Spark SQL external DataSource external Data source (a) example

Last Update:2014-12-22 Source: Internet

Author: User

Developer on Alibaba Coud: Build your first app with APIs, SDKs, and tutorials on the Alibaba Cloud. Read more ＞

I. Introduction to Spark SQL External datasource

With the release of Spark1.2, Spark SQL began to formally support external data sources. Spark SQL opens up a series of interfaces for accessing external data sources to enable developers to implement them.

This allows spark SQL to support more types of data sources, such as JSON, Parquet, Avro, and CSV formats.
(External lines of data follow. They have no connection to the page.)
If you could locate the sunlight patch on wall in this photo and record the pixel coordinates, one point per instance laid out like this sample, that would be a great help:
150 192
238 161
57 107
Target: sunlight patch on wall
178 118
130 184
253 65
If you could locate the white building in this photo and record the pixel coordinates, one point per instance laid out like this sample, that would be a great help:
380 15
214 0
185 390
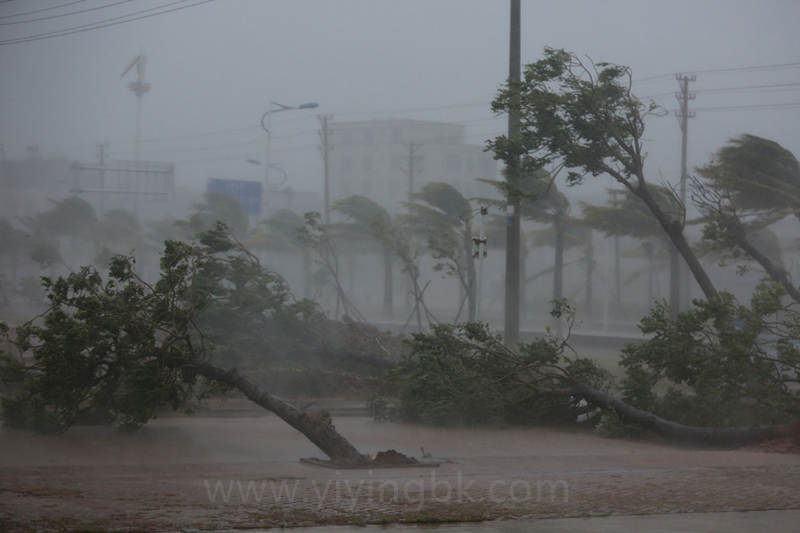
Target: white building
381 159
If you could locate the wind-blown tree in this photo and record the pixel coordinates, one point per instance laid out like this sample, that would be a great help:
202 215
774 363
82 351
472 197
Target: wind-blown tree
749 185
282 231
561 238
758 174
119 232
443 217
371 221
542 202
630 217
118 348
464 373
13 245
220 208
585 117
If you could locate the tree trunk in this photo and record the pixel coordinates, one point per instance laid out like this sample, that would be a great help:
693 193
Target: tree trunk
317 429
674 282
471 277
650 274
735 436
523 288
388 289
674 231
774 271
589 256
558 266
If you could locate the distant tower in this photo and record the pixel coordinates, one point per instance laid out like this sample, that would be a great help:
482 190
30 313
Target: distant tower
138 87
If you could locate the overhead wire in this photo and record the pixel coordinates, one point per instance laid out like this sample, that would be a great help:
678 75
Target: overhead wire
40 10
106 23
60 15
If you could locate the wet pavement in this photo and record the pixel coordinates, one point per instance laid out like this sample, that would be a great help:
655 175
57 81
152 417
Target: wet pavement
733 522
244 472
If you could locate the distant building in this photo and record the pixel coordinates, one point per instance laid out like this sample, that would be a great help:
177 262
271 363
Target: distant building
30 185
379 159
145 188
27 185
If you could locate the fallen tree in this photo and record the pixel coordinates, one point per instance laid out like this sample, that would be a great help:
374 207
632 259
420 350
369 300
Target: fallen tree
117 350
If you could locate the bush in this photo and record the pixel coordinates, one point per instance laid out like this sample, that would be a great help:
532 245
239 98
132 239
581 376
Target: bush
462 374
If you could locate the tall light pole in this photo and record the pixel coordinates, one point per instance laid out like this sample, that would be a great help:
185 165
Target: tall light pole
275 107
511 326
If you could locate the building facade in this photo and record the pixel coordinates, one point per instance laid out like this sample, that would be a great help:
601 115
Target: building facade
385 159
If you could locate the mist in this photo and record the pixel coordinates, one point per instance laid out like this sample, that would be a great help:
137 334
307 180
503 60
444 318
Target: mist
352 300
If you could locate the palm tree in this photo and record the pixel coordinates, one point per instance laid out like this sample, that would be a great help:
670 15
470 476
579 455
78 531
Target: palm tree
72 217
542 202
281 232
370 220
443 217
628 216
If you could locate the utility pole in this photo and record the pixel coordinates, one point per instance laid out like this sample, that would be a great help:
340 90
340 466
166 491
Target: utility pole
684 115
139 88
324 136
511 326
101 162
615 193
413 167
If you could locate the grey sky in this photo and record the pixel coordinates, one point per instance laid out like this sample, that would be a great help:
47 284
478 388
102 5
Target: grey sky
216 66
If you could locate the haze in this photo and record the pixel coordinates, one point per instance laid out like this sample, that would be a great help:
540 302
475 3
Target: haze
217 66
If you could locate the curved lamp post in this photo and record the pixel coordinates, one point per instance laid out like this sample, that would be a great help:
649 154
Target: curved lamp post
275 107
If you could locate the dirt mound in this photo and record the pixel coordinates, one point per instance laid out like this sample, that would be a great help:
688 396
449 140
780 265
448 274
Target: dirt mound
393 457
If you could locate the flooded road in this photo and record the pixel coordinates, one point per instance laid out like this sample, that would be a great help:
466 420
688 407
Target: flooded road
244 472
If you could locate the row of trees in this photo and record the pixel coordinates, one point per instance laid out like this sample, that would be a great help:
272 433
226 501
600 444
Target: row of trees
125 347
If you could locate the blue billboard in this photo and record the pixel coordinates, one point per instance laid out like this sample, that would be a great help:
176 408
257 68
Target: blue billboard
248 193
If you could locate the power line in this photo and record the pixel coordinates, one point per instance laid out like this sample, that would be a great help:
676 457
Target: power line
104 24
49 17
748 106
40 10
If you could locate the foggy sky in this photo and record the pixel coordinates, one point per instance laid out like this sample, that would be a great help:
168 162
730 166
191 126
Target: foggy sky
216 67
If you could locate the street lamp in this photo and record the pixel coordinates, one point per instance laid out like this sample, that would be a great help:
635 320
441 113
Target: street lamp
275 107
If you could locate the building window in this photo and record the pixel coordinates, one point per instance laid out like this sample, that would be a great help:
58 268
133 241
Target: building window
453 163
347 163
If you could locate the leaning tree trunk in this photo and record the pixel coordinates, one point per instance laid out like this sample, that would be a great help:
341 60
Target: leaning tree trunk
558 267
774 271
589 257
471 277
674 231
319 431
733 436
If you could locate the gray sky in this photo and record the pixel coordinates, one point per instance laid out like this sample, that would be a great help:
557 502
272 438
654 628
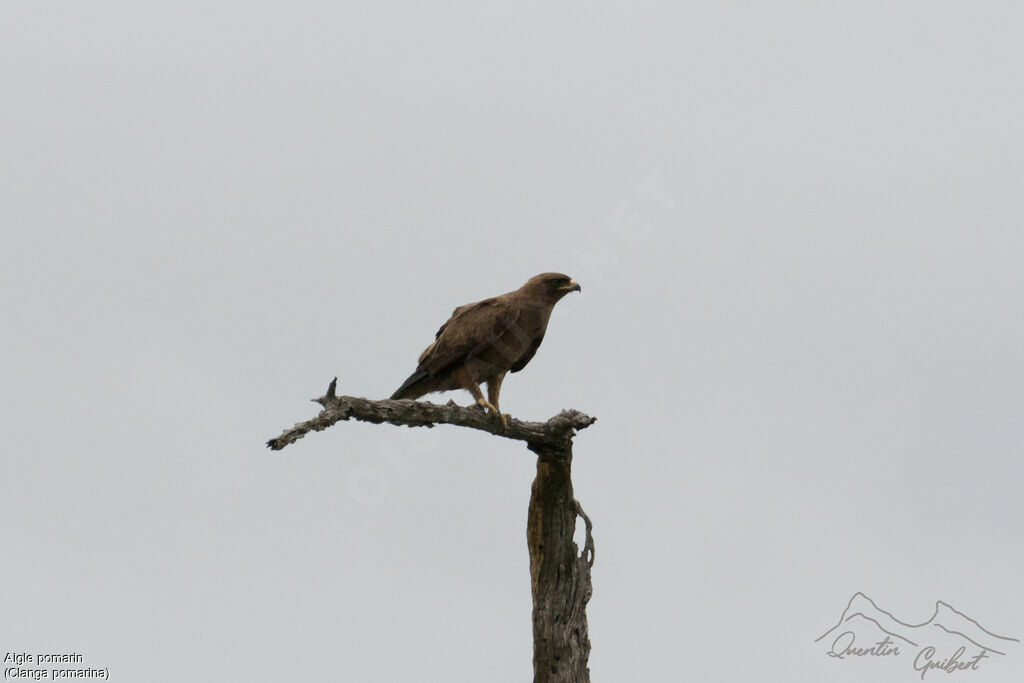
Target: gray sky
799 233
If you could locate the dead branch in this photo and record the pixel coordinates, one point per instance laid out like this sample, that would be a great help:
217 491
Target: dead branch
556 431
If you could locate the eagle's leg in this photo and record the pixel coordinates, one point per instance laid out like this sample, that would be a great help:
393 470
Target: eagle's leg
494 388
465 381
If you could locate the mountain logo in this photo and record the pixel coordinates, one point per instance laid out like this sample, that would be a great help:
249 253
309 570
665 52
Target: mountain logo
949 641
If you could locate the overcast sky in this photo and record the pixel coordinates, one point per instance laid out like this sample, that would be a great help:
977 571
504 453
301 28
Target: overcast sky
799 232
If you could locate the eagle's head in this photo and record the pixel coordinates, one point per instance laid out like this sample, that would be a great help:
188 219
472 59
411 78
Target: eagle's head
550 287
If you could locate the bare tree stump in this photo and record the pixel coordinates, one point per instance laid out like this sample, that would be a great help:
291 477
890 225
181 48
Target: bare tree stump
559 572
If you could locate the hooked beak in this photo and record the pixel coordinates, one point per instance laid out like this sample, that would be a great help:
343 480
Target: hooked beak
573 286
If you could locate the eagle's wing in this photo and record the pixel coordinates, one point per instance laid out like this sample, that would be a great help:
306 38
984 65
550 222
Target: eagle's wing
527 354
471 329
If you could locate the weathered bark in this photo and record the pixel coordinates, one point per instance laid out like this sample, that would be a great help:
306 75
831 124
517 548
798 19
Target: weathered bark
559 573
560 577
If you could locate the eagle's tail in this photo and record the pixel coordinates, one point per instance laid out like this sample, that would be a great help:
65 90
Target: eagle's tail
414 387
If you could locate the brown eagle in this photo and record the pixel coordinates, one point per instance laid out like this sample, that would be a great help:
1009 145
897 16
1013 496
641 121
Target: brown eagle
484 340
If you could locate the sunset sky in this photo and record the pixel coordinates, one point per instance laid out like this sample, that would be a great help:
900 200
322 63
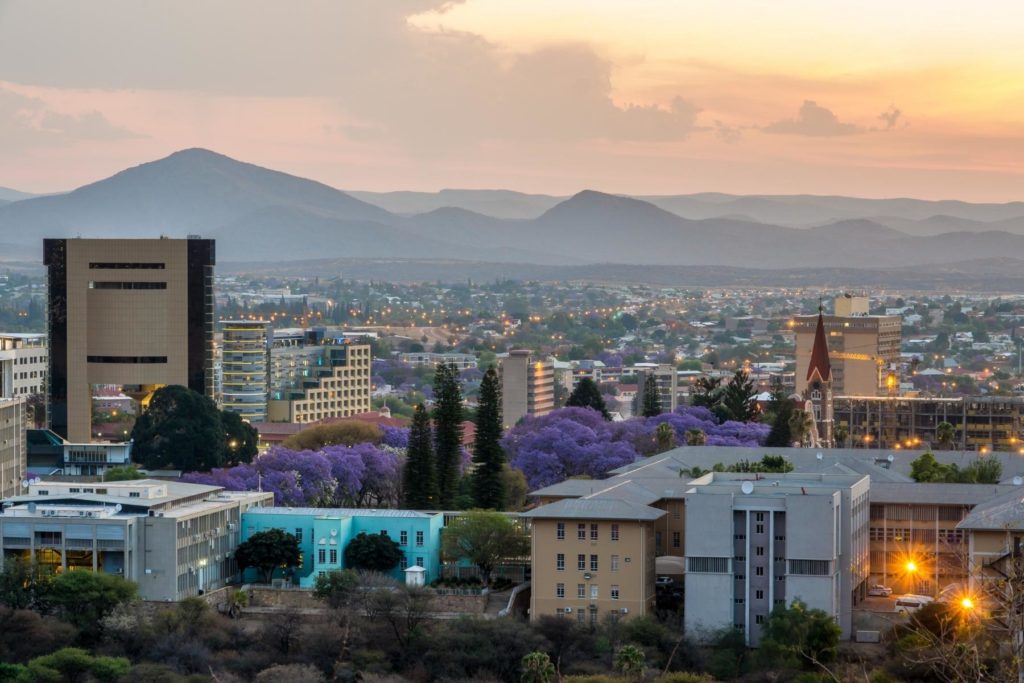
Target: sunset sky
642 96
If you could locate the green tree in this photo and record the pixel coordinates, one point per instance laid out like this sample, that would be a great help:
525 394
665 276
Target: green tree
180 430
537 668
268 551
448 432
419 474
586 394
944 435
484 539
630 663
488 482
373 552
737 398
651 403
83 598
797 636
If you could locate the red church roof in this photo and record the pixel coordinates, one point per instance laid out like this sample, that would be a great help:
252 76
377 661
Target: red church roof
820 365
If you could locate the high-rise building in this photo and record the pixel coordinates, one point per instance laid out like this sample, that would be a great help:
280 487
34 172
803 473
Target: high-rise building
132 313
863 348
13 456
527 386
245 366
336 385
666 379
23 365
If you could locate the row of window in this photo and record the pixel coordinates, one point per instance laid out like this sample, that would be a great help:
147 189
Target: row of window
582 562
582 531
595 591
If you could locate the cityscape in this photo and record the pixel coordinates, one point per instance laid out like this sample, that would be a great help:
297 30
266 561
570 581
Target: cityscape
450 341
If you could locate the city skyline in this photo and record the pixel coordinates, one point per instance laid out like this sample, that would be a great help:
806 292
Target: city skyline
650 97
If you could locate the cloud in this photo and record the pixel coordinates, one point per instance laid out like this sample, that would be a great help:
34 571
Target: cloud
28 122
813 121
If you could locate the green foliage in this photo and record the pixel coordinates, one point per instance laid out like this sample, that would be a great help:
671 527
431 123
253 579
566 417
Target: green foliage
448 432
348 432
126 473
419 473
488 483
268 551
374 552
83 598
586 394
184 430
484 539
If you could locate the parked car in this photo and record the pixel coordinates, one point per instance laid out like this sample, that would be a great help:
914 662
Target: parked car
907 604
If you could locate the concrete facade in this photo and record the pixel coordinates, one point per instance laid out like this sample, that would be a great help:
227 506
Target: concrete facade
325 532
174 540
137 313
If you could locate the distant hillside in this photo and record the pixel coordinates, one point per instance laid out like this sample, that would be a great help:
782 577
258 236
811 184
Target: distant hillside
262 215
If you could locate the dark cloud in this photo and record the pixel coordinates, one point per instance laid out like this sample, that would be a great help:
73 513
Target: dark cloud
814 121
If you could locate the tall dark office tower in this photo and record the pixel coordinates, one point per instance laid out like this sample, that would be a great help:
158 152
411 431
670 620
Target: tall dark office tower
125 316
As long as we want, we can develop arbitrary external data sources to connect to spark SQL. Previously, the support Hbase,cassandra can be seamlessly integrated using external data sources.

(Ps: About external DataSource Source parsing chapter, please move to: Spark SQL external DataSource external data source (ii) source analysis http://blog.csdn.net/oopsoom/article/ details/42064075)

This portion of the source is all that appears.